For this problem, assume that there exists a perfect model, or a perfect function that can correctly discriminate any data instance from the domain as red or green. In the context of a specific problem, the perfect discrimination function very likely has profound meaning in the problem domain to the domain experts. We want to think about that and try to tap into that perspective. We want to deliver that result.
Our goal when making a predictive model for this problem is to best approximate this perfect discrimination function.
We build our approximation of the perfect discrimination function using sample data collected from the domain. It’s not all the possible data, it’s a sample or subset of all possible data. If we had all the data, there would be no need to make predictions because the answers could just be looked up.
The data we use to build our approximate model contains structure within it pertaining the the ideal discrimination function. Your goal with data preparation is to best expose that structure to the modeling algorithm. The data also contains things that are irrelevant to the discrimination function such as biases from the selection of the data and random noise that perturbs and hides the structure. The model you select to approximate the function must navigate these obstacles.
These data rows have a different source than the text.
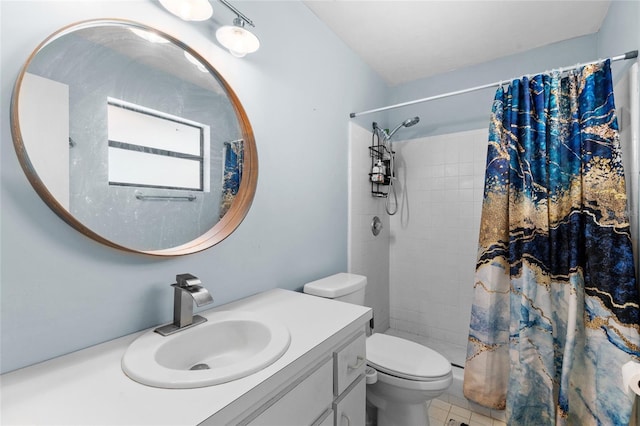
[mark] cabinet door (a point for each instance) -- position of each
(350, 408)
(350, 363)
(303, 404)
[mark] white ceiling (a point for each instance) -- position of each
(409, 40)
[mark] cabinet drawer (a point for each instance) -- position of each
(303, 404)
(349, 363)
(350, 408)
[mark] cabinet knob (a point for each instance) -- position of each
(345, 417)
(359, 362)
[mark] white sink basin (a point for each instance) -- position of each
(229, 346)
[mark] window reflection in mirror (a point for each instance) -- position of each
(131, 138)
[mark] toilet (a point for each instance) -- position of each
(408, 374)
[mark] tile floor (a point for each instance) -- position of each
(440, 412)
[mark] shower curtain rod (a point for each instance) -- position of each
(629, 55)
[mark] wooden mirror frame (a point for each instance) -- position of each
(221, 230)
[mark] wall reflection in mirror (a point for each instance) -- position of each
(132, 137)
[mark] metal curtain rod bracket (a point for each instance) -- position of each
(189, 197)
(629, 55)
(237, 12)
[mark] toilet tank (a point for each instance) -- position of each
(343, 286)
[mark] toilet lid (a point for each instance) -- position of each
(403, 358)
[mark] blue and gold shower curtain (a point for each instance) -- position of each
(555, 312)
(232, 174)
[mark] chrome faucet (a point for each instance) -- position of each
(187, 290)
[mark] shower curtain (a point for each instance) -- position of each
(555, 312)
(232, 174)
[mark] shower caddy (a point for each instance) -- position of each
(380, 170)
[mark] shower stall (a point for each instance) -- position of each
(424, 258)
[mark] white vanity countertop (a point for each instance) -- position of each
(88, 387)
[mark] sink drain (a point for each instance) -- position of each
(200, 367)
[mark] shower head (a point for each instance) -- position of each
(406, 123)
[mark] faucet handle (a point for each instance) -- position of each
(187, 280)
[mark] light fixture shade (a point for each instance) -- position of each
(238, 40)
(189, 10)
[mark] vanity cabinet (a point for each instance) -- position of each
(330, 392)
(318, 381)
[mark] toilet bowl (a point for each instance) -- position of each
(408, 374)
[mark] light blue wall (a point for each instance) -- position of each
(61, 291)
(471, 110)
(620, 32)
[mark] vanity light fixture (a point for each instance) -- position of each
(189, 10)
(236, 38)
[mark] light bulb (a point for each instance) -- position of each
(238, 40)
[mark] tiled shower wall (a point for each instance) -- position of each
(434, 236)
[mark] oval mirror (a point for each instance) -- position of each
(132, 138)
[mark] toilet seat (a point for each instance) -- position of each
(407, 360)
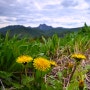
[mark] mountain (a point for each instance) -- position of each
(41, 30)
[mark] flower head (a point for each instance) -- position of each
(70, 65)
(41, 64)
(53, 63)
(78, 56)
(24, 59)
(81, 83)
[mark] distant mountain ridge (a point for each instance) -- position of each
(41, 30)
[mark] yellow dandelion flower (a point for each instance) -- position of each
(53, 63)
(70, 65)
(81, 83)
(41, 64)
(24, 59)
(78, 56)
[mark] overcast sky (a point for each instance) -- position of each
(57, 13)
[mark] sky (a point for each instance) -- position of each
(56, 13)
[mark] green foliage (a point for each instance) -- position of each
(54, 48)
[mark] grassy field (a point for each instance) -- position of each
(52, 63)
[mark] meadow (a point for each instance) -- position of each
(51, 63)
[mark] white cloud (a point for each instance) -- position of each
(65, 13)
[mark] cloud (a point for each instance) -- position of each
(65, 13)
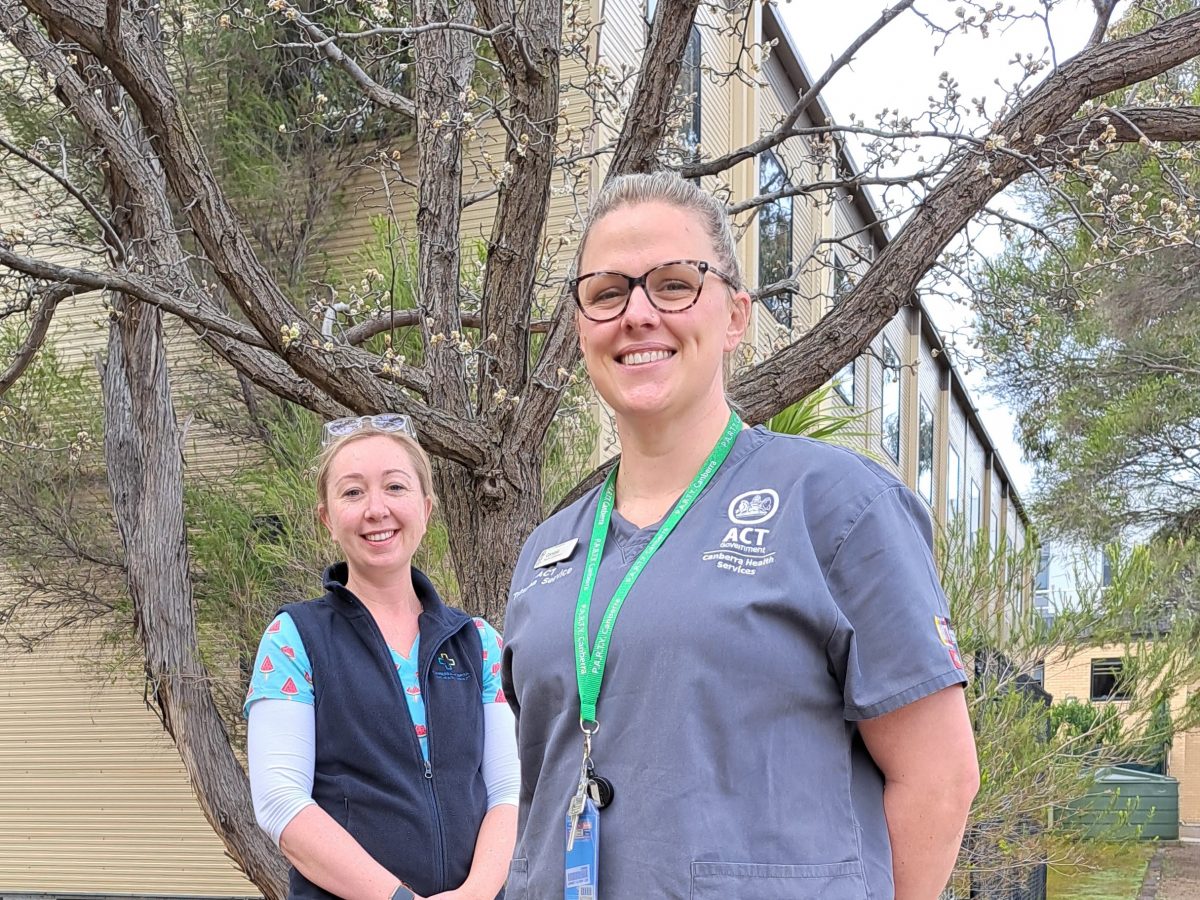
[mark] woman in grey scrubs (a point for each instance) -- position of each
(732, 665)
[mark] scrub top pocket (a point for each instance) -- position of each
(517, 886)
(760, 881)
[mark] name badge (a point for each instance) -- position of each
(559, 552)
(582, 863)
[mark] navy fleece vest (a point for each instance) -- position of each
(420, 822)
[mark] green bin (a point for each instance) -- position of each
(1127, 804)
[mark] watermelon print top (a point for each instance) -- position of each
(282, 671)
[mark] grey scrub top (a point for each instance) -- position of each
(796, 597)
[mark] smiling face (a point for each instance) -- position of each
(651, 364)
(375, 507)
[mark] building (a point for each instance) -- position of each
(76, 819)
(1093, 676)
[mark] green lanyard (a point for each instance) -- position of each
(589, 666)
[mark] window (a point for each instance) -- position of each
(688, 90)
(925, 454)
(976, 513)
(774, 238)
(891, 435)
(1108, 679)
(843, 382)
(1042, 580)
(953, 484)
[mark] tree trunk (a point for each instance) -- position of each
(489, 517)
(145, 477)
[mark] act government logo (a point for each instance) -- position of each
(754, 507)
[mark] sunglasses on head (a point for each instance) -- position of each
(351, 424)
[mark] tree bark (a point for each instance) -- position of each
(145, 477)
(489, 517)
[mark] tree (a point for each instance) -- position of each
(1093, 339)
(490, 369)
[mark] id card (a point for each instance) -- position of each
(583, 857)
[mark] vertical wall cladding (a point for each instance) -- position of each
(94, 798)
(929, 391)
(1013, 526)
(1187, 769)
(897, 336)
(796, 160)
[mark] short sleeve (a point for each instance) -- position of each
(893, 643)
(282, 670)
(493, 647)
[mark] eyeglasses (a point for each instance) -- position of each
(671, 287)
(383, 421)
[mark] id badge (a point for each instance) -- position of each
(583, 855)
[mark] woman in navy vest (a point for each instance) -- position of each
(382, 751)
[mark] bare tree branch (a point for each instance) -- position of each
(521, 211)
(379, 95)
(786, 127)
(385, 321)
(111, 235)
(40, 324)
(208, 318)
(841, 335)
(1104, 10)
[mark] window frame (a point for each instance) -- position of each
(975, 510)
(779, 306)
(891, 439)
(849, 373)
(1111, 669)
(953, 484)
(925, 441)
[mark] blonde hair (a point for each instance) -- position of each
(415, 453)
(667, 187)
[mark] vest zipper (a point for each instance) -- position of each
(429, 763)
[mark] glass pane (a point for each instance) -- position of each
(774, 238)
(844, 383)
(925, 454)
(891, 433)
(953, 484)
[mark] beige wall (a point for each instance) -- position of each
(1071, 677)
(94, 798)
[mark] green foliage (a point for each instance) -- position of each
(58, 539)
(1091, 333)
(1087, 726)
(817, 417)
(1037, 757)
(257, 544)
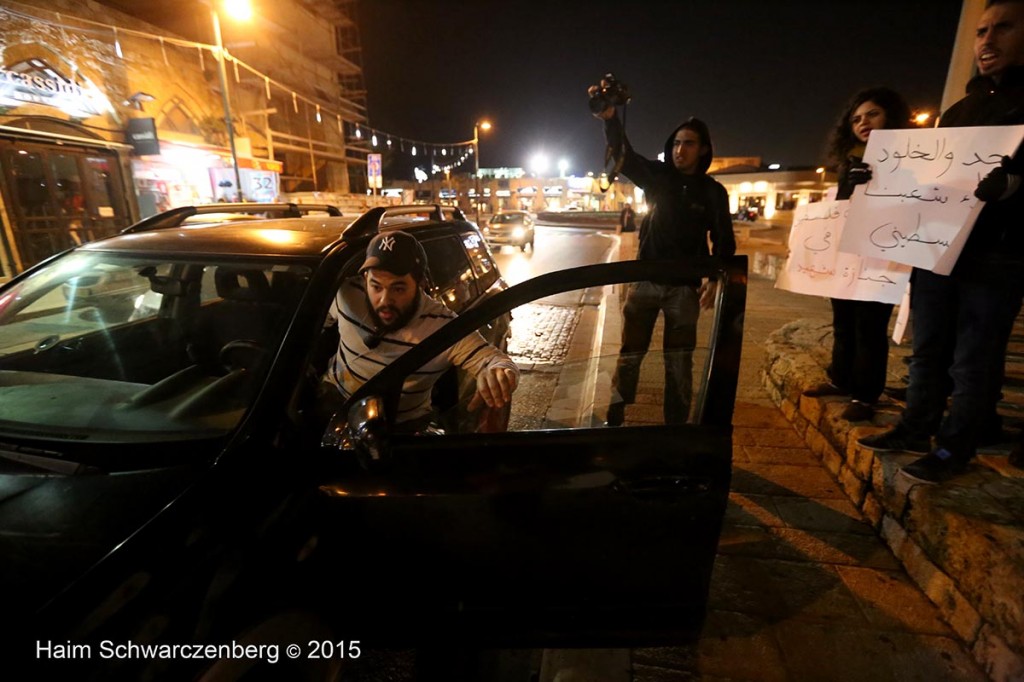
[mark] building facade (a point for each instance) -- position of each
(109, 115)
The framework helps us understand the deeper difference between a descriptive and predictive model.
Descriptive vs Predictive Models
The descriptive model is only concerned with modeling the structure in the observed data. It makes sense to train and evaluate it on the same dataset.
The predictive model is attempting a much more difficult problem, approximating the true discrimination function from a sample of data. We want to use algorithms that do not pick out and model all of the noise in our sample. We do want to chose algorithms that generalize beyond the observed data. It makes sense that we could only evaluate the ability of the model to generalize from a data sample on data that it had not see before during training.
The best descriptive model is accurate on the observed data. The best predictive model is accurate on unobserved data.
The flaw with evaluating a predictive model on training data is that it does not inform you on how well the model has generalized to new unseen data.
A model that is selected for its accuracy on the training dataset rather than its accuracy on an unseen test dataset is very likely have lower accuracy on an unseen test dataset. The reason is that the model is not as generalized. It has specalized to the structure in the training dataset. This is called overfitting, and it’s more insidious than you think.
For example, you may want to stop training your model once the accuracy stops improving. In this situation, there will be a point where the accuracy on the training set continues to improve but the accuracy on unseen data starts to degrade.
You may be thinking to yourself: “so I’ll train on the training dataset and peek at the test dataset as I go“. A fine idea, but now the test dataset is no longer unseen data as it has been involved and influenced the training dataset.
You must test your model on unseen data to counter overfitting.
A split of data 66%/34% for training to test datasets is a good start. Using cross validation is better, and using multiple runs of cross validation is better again. You want to spend the time and get the best estimate of the models accurate on unseen data.
You can increase the accuracy of your model by decreasing its complexity.
In the case of decision trees for example, you can prune the tree (delete leaves) after training. This will decrease the amount of specialisation in the specific training dataset and increase generalisation on unseen data. If you are using regression for example, you can use regularisation to constrain the complexity (magnitude of the coefficients) during the training process.
In this post you learned the important framework of phrasing the development of a predictive model as an approximation of an unknown ideal discrimination function.
Under this framework you learned that evaluating the model on training data alone is insufficient. You learned that the best and most meaningful way to evaluate the ability of a predictive model to generalize is to evaluate it on unseen data.
This intuition provided the basis for why it is critical to use train/test split tests, cross validation and ideally multiple cross validation in your test harness when evaluating predictive models.